Siltronic Shares Fall Amid Doubts Over GlobalWafers Takeover
(Bloomberg) -- Siltronic AG stock fell after the company cast doubt on the planned $5.3 billion takeover by Taiwan’s GlobalWafers Co., saying the German Economy Ministry’s feedback so far was opaque and offered no clear resolution on how to win approval for the deal.
Shares in the Munich-based maker of silicon wafers lost as much as 10.8% on Monday, the most since March 16, 2020.
During recent discussions the companies didn’t receive any information as to whether and under which conditions a clearance for the takeover may be issued, the German company said late Friday in a filing following a Bloomberg News report on remedies the companies have offered.
In the ministry’s view, “in this case, a mitigation agreement is apparently not suitable to mitigate concerns with respect to the transaction,” Siltronic said in the filing. “The transaction cannot be closed” if the ministry does not issue the clearance decision by Jan. 31, it said.
GlobalWafers and Siltronic offered a range of remedies related to the deal, Bloomberg reported. Those include granting the German government special voting rights via a “golden share” as well as ways to undo the purchase or sell key assets back to the country, according to people familiar with the matter who asked not to be identified because the talks are private.

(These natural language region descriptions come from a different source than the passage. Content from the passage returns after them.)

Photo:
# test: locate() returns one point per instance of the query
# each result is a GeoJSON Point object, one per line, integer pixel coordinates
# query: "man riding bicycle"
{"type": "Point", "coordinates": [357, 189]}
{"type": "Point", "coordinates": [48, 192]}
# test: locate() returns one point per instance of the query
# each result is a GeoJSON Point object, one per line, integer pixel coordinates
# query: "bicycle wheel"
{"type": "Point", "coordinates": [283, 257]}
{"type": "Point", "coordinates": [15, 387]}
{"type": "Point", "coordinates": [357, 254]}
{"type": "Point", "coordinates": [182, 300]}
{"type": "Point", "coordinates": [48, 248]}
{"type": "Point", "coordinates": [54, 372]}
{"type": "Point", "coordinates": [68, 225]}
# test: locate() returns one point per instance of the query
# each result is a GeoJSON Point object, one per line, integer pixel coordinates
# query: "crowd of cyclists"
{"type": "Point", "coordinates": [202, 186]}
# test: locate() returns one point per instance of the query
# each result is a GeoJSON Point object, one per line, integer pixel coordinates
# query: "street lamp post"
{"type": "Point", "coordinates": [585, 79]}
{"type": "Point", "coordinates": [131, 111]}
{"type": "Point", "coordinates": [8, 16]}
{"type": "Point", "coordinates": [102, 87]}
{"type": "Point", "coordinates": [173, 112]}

“Our focus is now in Germany. We believe we have addressed all concerns raised there constructively and comprehensively,” GlobalWafers said in a separate statement on Saturday. “This is an immensely beneficial transaction for Germany and Europe because it would secure much needed investment and know-how and a very strong and reliable partner to Europe’s semiconductor industry,” it said.

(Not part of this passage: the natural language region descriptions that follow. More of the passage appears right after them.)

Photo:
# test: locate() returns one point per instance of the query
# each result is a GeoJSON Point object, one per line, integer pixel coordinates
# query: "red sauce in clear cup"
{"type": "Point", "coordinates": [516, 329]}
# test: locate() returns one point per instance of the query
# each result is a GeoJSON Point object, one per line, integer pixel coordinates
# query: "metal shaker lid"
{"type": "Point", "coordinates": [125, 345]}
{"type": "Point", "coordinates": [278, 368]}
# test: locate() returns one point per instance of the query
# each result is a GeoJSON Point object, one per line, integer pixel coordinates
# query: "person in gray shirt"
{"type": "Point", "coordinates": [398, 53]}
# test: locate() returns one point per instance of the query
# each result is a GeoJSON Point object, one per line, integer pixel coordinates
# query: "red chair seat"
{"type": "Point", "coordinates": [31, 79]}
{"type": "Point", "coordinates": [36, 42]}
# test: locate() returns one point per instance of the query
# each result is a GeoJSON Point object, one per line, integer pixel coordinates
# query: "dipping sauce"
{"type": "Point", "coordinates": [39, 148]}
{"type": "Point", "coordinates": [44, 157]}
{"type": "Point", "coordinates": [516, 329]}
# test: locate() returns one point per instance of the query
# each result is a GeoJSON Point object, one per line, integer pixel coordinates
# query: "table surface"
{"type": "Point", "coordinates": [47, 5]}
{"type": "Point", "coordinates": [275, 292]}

The German Economy Ministry has been looking into the deal for more than a year.
“Investment review procedures often involve very complex issues and matters that require close scrutiny,” the ministry said Friday in a statement, adding that the time frame and requirements laid out in its foreign-trade remain “valid” for the deal’s review.
Siltronic’s proposed sale to the Taiwanese technology giant poses a first test for Robert Habeck, Germany’s new economy minister. The 52-year-old co-leader of the Greens spent his first weeks in office mapping out bold plans to shift the country’s sprawling industry to renewable power.

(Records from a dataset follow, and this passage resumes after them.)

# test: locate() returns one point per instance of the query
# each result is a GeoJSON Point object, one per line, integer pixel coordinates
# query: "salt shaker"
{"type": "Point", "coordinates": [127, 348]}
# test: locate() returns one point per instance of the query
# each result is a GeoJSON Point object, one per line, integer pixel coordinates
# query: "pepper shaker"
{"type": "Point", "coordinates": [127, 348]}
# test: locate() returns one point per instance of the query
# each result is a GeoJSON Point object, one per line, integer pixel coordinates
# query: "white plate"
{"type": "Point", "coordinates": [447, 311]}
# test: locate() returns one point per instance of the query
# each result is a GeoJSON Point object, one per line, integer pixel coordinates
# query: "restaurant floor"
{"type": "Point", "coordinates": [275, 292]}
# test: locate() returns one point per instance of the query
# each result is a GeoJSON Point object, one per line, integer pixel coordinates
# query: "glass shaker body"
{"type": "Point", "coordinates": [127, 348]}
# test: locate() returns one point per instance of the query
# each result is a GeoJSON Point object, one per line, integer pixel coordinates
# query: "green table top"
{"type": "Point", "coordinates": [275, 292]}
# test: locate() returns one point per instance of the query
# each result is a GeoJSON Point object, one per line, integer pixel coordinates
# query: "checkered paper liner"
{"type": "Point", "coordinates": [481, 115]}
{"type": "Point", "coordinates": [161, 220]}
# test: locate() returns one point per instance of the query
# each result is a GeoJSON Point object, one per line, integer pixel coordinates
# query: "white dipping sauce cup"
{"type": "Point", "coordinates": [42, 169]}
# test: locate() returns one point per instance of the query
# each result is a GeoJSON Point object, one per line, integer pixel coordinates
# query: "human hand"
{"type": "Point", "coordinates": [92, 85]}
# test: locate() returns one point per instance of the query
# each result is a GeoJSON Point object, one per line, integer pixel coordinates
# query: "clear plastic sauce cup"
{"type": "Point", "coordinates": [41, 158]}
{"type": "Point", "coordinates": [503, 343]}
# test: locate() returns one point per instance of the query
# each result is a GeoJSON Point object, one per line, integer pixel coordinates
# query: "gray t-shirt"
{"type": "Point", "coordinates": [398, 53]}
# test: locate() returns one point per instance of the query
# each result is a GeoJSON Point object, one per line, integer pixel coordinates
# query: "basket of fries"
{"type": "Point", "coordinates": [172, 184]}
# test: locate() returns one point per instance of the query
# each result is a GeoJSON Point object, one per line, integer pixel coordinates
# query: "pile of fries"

The Siltronic deal, though, offers a delicate array of challenges mixing Germany’s interests in maintaining control of future-oriented technologies along with sensitive geopolitical considerations.
The deal is politically sensitive because of heightened tensions between China and Taiwan. In the past, Germany has tried to avoid antagonizing Chinese authorities over the island, which China’s ruling Communist Party considers part of its territory.
China also hasn’t yet granted regulatory approval for the deal -- the only other approval still pending. The country’s State Administration for Market Regulation has indicated it’s largely comfortable with remedies proposed by the companies and could make a formal decision shortly, people familiar with the matter told Bloomberg last week.